We emphasise that women’s solutions should be informed by women’s experiences and lived realities.

“We emphasise that women’s solutions should be informed by women’s experiences and lived realities. We therefore highlight lack of adequate women’s representation in health structures, particularly taking into consideration the recent substantive appointments made in the ministry of Health and Child Care,” Wcoz said.

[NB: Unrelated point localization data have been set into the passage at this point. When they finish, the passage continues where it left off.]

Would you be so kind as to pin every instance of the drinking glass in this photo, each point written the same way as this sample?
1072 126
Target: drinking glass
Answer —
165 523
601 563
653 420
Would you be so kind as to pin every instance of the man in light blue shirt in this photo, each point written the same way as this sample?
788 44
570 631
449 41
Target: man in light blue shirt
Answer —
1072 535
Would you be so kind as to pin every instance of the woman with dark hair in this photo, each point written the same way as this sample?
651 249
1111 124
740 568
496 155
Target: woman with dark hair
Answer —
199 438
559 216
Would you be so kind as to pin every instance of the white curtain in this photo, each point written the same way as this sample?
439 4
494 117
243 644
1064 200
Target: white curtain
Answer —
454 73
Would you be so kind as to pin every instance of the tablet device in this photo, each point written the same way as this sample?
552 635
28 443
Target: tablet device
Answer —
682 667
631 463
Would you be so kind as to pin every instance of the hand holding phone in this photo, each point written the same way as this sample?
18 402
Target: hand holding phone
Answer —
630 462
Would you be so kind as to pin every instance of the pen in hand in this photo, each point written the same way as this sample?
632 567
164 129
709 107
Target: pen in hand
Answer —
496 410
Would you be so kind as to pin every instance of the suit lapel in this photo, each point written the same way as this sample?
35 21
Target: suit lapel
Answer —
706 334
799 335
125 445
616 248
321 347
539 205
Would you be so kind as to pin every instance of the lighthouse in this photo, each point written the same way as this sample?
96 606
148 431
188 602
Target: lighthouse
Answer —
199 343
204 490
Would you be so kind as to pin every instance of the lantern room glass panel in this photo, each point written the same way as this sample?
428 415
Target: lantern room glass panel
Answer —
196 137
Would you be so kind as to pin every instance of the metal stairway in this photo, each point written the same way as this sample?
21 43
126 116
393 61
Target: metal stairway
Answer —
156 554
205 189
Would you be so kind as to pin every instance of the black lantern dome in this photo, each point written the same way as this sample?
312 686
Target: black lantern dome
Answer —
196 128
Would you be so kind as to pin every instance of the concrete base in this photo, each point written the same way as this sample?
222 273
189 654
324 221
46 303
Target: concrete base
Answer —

The women’s organisation further expressed concern over the public’s increasing disregard of guidelines set to mitigate the spread of Covid-19.

“Reports from our networks who have been monitoring the Covid-19 situation in their communities generally point to the fact that although the pandemic is gaining strong foothold within communities, the majority of the public continue to demonstrate high levels of disregard to Covid-19 safety guidelines such as physical and social distancing.

“We remind the government that the law alone is not an adequate driver of social change and call upon the government to strengthen and reinvigorate efforts to raise awareness. The negligent behaviour displayed in residential areas, both urban and rural, would suggest two things, either that the majority of citizens believe they are immune to Covid-19 or that they are simply fatigued with Covid-19 measures,” Wcoz said.